I would imagine it would be hard not to be happy in Scottsdale. There are bunnies and hummingbirds everywhere you look. And there are so many friendly faces! (Providing they aren’t trying to get from Point A to Point B, on a freeway with five lanes.) And then there are all of those cacti. They always seem to be waving hello.


But you don’t need to go to a botanical garden to see something stunning. (Something stunning, and maybe just the slightest little bit strange.)


Because even the weeds are pretty, in Arizona. Even the weeds.


Spring in the desert is really something else. I’m so lucky to have seen it.


Thank goodness for sky miles. And for infinitely generous mothers. Thank goodness for this break. It was so wonderful to get away. It was also kind of a shock — to realize just how unhappy I’ve really been. Not to worry — it turns out smiling is a lot like riding a bike.

I realize that Real Life isn’t Vacationland, and I’m a touch too young to be saying Snowbird and ideal new title in the same sentence.
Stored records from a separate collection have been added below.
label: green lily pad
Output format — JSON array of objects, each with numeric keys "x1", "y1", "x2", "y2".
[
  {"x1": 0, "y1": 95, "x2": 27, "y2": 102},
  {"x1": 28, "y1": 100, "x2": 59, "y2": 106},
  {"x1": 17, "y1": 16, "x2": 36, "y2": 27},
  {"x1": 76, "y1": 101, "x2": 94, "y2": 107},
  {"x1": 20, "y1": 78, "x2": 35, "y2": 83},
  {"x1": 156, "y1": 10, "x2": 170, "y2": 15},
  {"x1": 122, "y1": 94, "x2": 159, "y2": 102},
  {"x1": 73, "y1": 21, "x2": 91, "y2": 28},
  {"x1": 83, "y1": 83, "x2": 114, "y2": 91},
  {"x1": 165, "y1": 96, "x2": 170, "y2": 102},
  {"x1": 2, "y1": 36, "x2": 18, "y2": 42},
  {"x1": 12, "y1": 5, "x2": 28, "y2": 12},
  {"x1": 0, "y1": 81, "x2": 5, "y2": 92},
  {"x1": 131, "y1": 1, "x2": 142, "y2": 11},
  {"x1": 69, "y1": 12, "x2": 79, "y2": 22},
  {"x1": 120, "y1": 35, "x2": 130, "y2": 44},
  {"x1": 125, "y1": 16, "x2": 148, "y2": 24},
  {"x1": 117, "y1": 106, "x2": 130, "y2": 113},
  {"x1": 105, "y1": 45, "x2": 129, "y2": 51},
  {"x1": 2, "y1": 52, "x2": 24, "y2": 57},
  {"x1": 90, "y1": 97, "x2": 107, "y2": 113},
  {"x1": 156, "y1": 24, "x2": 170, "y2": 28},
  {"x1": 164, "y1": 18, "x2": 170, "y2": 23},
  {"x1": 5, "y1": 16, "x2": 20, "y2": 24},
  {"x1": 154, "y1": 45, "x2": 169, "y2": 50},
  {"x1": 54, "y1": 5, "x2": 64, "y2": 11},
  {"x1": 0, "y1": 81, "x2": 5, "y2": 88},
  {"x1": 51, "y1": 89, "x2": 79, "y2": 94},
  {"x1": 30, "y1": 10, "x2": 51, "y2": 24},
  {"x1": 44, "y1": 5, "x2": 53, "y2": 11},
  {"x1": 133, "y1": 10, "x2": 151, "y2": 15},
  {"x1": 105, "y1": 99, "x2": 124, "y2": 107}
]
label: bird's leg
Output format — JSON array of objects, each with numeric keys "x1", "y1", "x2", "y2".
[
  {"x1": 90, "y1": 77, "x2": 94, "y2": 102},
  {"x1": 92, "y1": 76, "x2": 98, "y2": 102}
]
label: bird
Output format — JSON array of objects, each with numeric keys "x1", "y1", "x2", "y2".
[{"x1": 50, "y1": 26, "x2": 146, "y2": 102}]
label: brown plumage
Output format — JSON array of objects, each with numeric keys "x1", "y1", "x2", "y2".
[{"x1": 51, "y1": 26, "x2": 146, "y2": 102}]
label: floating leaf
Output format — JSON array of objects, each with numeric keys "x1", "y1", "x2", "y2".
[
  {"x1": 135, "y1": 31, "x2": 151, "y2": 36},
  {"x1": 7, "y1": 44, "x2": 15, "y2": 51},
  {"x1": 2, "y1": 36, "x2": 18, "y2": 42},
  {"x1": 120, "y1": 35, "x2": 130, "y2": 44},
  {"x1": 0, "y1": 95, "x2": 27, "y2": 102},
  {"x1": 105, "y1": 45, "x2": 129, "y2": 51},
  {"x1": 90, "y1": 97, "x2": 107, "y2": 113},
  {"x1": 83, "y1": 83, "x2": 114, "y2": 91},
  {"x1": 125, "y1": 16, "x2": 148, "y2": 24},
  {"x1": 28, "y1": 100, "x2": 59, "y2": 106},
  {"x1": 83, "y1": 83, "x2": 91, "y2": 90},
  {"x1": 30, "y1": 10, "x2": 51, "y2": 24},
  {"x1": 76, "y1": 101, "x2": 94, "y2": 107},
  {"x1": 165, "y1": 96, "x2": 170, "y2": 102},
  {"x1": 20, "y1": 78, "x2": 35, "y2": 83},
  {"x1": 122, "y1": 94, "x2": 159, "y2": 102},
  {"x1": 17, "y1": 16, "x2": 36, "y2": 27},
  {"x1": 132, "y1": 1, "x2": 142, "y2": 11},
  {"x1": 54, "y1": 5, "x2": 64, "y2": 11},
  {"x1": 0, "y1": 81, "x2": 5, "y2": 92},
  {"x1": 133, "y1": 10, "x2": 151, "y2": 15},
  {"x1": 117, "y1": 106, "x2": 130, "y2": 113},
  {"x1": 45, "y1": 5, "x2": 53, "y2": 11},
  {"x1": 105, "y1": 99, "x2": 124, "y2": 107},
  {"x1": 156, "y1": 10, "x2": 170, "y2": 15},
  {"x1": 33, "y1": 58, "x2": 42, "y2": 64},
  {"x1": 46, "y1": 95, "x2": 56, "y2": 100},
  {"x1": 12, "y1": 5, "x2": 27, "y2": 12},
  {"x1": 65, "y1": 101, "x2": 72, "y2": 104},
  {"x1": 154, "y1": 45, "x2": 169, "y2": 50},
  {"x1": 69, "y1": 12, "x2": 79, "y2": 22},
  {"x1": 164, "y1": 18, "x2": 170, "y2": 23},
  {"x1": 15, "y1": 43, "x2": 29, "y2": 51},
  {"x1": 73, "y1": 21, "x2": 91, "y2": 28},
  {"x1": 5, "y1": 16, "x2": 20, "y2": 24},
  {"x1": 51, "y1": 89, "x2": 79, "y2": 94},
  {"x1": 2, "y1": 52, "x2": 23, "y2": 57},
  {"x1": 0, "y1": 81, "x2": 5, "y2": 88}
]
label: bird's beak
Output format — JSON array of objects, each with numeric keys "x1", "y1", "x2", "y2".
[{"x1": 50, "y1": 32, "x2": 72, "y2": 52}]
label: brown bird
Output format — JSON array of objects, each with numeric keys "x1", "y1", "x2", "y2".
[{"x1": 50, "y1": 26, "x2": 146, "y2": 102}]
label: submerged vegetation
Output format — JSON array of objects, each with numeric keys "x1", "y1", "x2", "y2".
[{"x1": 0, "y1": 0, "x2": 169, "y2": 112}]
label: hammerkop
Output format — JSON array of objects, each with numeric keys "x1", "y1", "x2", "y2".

But I want to be happier in my day-to-day life. I want it desperately. So I’m going to be making some changes — some big ones and some small ones. Some starting now, and some starting very soon. I have to remember that: very soon. I just have to hang in there, for a little while longer.


I’m just so afraid that I’m going to fail before very soon comes. That I’m going to go back to my 300 square foot room, in the city that dresses in head to toe black, and I’m immediately going to feel like I’m in mourning again. I’m so afraid that I won’t be able to keep myself from folding, in my $10 chair that simply cannot keep it together for more than one hour at a time.

What’d we learn this week, though? That distraction is good. Distraction is key. And what do you know — the cart is already here.